Even with all its violence, Fargo was essentially a feel-good film. It gave you bumbling fools who got caught, a clear-cut heroine to cheer for and, finally, closure, all nestled in a linear story arc with dileneated characters and motivations. No Country For Old Men could not be any more different. This film is dark. It is slow and unforgiving. From first frame, we have no information about anyone. We are thrust into a world, dropped in as if from a plane with no parachute, and expected to watch and not ask questions. Men do things that make us wonder “why?” There are no motivations for any of the characters. Evil comes and we know it when it arrives, but there’s nobody and nothing to stop it. We wait for the good-hearted hero to step up, but instead he gives up and walks away. We are not sure if he even admits defeat.
There is a chill that runs through this film, a blanket of evil from first frame to last. There is an emptiness in the world painted here, and there is no humor. Humor is such a Coen trademark, in every film, even the dramas, that the clear absence of it here speaks so loudly to the film’s themes of inevitability and evil triumphing over good.
And then there’s the ending…..
Frustration. Confusion. Questions. Depression. I don’t remember feeling this way at the end of Fargo. A-ha. Maybe that’s just the point.
This film is based on a novel by Cormac McCarthy, so the Coens didn’t originate the idea (even though they wrote the screenplay). But there must have been a reason the Coen Brothers chose to make THIS book. And a reason they chose to make it THIS way. They had something more to say. Or, more appropriately, they had something else to say.
And the irony of it is, the brothers are enjoying the best reviews of their career since Fargo, and it’s the front-runner to win the Oscar for Best Picture. There’s nothing like inspiration to motivate.
All this being said, what do I think of No Country For Old Men as a film? Speaking both as a fan of film and as a fan of the Coens, I was disappointed. The film is slow and the characters lack motivation, so it is difficult to get involved. There are huge gaps in the story, answers to questions that never come, which bring frustration, but mostly, the film grinds to a screeching halt about twenty minutes before the end. The film is a moral tale and the philosophizing comes at you all at once, which bogs the film down.

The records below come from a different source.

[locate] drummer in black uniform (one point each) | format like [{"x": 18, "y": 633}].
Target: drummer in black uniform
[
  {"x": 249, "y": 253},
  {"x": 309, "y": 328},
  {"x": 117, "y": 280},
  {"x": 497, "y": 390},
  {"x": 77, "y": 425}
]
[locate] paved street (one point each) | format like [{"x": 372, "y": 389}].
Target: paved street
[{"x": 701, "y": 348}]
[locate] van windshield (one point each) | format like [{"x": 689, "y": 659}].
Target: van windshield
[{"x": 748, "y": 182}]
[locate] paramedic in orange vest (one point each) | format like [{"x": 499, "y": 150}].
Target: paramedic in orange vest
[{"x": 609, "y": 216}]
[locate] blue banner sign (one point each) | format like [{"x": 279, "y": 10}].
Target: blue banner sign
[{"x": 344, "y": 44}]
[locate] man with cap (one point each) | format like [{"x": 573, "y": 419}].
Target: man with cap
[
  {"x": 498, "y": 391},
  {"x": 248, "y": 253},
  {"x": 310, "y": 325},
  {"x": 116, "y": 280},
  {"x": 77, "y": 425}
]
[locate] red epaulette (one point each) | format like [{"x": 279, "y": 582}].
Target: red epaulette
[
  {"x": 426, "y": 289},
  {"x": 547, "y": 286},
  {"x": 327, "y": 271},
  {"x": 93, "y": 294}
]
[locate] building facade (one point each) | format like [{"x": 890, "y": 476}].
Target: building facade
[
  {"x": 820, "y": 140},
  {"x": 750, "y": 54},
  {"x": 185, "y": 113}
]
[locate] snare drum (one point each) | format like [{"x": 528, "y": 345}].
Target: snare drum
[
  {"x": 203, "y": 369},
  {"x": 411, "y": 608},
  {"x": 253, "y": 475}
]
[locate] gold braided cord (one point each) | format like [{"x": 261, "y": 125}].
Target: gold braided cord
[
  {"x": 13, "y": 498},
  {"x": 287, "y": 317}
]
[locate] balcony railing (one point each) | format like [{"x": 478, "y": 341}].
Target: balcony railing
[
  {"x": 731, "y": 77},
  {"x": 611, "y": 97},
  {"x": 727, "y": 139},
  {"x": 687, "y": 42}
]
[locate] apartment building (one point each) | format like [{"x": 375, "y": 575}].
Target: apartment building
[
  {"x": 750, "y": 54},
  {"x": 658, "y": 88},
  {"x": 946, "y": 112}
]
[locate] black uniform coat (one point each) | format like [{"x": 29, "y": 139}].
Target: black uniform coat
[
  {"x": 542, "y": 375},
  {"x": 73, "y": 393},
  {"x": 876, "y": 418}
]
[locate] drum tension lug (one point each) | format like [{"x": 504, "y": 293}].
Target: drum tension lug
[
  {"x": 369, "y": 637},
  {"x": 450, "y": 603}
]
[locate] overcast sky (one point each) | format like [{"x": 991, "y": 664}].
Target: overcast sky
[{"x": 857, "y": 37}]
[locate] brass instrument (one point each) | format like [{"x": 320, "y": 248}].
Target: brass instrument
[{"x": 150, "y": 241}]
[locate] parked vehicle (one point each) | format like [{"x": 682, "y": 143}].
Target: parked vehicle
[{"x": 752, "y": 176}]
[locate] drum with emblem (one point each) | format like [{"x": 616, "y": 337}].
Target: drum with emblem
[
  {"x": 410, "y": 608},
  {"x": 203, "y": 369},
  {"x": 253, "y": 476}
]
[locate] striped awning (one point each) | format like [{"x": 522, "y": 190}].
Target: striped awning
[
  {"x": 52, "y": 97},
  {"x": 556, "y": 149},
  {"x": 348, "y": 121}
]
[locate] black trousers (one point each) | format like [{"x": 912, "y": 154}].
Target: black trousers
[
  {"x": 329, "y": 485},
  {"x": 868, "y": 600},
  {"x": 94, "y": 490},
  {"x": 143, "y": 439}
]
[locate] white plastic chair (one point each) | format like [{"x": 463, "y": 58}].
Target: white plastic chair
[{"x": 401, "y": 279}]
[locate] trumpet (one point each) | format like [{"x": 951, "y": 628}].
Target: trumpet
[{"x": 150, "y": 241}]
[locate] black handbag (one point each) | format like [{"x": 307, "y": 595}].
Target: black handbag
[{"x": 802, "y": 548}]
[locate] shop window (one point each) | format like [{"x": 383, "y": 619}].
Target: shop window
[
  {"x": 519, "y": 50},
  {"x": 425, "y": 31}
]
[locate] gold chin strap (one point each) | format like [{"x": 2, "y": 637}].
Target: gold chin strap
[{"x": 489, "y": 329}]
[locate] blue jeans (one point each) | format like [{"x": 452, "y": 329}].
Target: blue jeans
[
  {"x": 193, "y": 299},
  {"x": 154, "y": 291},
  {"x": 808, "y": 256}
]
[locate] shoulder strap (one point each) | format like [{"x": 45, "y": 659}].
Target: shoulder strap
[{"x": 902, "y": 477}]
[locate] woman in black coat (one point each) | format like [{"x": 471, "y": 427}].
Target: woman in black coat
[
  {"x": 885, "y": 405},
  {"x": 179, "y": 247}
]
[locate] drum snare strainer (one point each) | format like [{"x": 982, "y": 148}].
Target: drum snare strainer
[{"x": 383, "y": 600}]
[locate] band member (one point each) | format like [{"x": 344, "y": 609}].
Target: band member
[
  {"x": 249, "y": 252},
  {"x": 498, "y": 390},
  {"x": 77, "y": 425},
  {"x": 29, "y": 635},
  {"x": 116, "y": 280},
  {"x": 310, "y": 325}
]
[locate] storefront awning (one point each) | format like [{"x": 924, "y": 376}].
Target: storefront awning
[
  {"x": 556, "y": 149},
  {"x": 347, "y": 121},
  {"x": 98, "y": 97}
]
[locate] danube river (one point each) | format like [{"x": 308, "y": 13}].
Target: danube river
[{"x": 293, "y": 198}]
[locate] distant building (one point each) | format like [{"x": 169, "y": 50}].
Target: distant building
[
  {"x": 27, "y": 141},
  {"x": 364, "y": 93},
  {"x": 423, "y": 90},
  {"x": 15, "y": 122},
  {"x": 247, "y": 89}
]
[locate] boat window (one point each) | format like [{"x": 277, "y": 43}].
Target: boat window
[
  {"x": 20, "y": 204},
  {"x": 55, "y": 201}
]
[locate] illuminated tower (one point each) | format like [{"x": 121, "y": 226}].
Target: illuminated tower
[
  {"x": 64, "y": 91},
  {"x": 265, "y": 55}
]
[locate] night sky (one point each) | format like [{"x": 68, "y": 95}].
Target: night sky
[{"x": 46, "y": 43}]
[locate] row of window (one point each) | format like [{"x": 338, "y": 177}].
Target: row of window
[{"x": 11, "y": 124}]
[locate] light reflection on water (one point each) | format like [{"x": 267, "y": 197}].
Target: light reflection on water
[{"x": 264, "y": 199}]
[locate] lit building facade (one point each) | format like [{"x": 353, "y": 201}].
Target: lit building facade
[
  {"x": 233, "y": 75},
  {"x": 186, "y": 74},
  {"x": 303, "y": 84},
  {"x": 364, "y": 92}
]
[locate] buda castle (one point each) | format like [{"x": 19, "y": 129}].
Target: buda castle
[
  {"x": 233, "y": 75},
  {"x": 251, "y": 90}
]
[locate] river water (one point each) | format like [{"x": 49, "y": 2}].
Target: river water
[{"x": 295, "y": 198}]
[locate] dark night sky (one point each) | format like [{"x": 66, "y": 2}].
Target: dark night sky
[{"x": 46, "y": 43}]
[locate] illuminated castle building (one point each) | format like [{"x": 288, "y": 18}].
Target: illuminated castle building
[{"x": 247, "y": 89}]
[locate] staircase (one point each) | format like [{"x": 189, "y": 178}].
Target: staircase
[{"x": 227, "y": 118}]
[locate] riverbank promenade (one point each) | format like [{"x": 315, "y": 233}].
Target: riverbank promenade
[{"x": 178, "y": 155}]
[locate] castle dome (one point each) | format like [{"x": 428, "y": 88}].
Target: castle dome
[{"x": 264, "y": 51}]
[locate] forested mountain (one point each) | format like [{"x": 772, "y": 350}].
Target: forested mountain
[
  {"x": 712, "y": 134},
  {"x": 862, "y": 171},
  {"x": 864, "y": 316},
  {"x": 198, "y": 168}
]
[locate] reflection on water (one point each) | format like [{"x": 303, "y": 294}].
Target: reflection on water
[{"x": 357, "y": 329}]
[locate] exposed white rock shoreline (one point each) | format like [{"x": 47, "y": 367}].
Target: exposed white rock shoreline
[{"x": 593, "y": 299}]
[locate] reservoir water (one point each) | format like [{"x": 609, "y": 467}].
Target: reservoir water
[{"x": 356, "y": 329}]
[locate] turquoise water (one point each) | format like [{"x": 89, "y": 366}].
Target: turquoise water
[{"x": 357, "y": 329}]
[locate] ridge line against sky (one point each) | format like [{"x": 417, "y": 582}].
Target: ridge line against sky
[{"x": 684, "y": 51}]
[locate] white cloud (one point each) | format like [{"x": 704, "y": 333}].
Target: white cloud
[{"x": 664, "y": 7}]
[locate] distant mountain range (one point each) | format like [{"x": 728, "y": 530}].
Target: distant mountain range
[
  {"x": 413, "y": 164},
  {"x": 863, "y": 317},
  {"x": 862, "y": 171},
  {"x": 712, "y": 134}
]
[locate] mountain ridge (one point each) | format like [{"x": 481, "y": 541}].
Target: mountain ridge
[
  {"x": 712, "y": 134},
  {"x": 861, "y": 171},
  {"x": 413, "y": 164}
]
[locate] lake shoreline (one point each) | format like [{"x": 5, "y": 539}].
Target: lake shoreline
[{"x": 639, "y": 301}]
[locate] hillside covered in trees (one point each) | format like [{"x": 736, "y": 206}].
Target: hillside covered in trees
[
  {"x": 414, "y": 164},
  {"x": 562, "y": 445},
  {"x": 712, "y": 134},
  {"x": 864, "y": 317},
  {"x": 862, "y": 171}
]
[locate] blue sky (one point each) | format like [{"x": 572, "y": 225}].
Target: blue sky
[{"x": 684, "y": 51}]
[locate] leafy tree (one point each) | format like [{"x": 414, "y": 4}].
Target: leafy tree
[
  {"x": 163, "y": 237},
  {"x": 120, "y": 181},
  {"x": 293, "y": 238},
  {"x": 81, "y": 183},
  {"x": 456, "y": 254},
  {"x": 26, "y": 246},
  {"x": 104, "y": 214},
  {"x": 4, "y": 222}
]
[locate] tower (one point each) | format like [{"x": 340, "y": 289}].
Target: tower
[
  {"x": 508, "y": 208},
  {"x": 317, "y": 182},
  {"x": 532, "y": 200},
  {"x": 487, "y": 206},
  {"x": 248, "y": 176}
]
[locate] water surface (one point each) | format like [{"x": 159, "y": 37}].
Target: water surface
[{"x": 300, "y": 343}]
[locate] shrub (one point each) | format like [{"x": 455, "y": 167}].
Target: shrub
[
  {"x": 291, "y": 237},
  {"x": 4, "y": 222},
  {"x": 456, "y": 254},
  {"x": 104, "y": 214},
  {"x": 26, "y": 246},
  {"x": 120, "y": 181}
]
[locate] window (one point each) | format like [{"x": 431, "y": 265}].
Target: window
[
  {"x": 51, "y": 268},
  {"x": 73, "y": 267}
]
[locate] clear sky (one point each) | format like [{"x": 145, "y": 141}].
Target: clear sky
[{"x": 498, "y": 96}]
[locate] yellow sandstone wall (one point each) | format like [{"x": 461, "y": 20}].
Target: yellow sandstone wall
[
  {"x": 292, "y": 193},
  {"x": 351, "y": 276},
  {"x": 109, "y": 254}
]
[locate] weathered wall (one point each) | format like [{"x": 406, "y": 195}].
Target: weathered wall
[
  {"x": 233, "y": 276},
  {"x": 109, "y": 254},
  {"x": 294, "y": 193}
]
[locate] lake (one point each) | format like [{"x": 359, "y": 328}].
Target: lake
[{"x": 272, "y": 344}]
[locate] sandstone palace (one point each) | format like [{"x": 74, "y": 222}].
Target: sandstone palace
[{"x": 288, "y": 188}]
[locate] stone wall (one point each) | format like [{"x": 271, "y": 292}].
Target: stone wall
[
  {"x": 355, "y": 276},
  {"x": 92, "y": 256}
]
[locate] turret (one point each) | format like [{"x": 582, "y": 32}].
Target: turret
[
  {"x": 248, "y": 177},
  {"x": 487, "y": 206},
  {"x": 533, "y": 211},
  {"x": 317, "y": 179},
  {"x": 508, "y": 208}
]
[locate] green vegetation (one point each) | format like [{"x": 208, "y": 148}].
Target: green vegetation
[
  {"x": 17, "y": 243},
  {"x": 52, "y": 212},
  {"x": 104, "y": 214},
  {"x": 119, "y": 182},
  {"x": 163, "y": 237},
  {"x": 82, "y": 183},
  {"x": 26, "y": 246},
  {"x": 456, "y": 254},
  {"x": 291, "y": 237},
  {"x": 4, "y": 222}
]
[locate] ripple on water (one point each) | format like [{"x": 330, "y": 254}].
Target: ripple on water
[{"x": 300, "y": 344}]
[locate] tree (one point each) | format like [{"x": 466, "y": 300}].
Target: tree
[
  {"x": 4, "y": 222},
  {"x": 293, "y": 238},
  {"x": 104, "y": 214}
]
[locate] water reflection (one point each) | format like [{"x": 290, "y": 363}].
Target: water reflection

BUT, it is still a Coen Brothers film, which makes it superior to 90% of all films made. It still has SUPERIOR cinematography and art direction. I still and always believe the mood created in a Coen Brothers film is second-to-none. If you don’t feel you are IN rural Texas when you’re watching this film, then there’s something wrong with you. Their film-making style is stark, simple and a pure joy to experience, every time. Their shots are at times breathtaking and their use of shadow and light are genius.
Normally, exceptional acting is a staple of a Coen Brothers film. It surprises me to say that the acting in this film is not exceptional. Javier Bardem plays a vicious killer with a philosophical bent, and he delivers a fine performance, but it is quiet and one-dimensional. Tommy Lee Jones, who plays the sheriff, doesn’t do anything I haven’t seen before. Josh Brolin, the man in the middle and the “star” of the film, is the one surprise here, simply because I wasn’t expecting this kind of performance out of him, but he’s not given much to sink his teeth into. This is just not an actors’ film.
In fact, I’m still not sure what exactly this film is, except a wasteland of death and depression. The Coens may have purged their Fargo ghost, but I hope they find their smile again soon.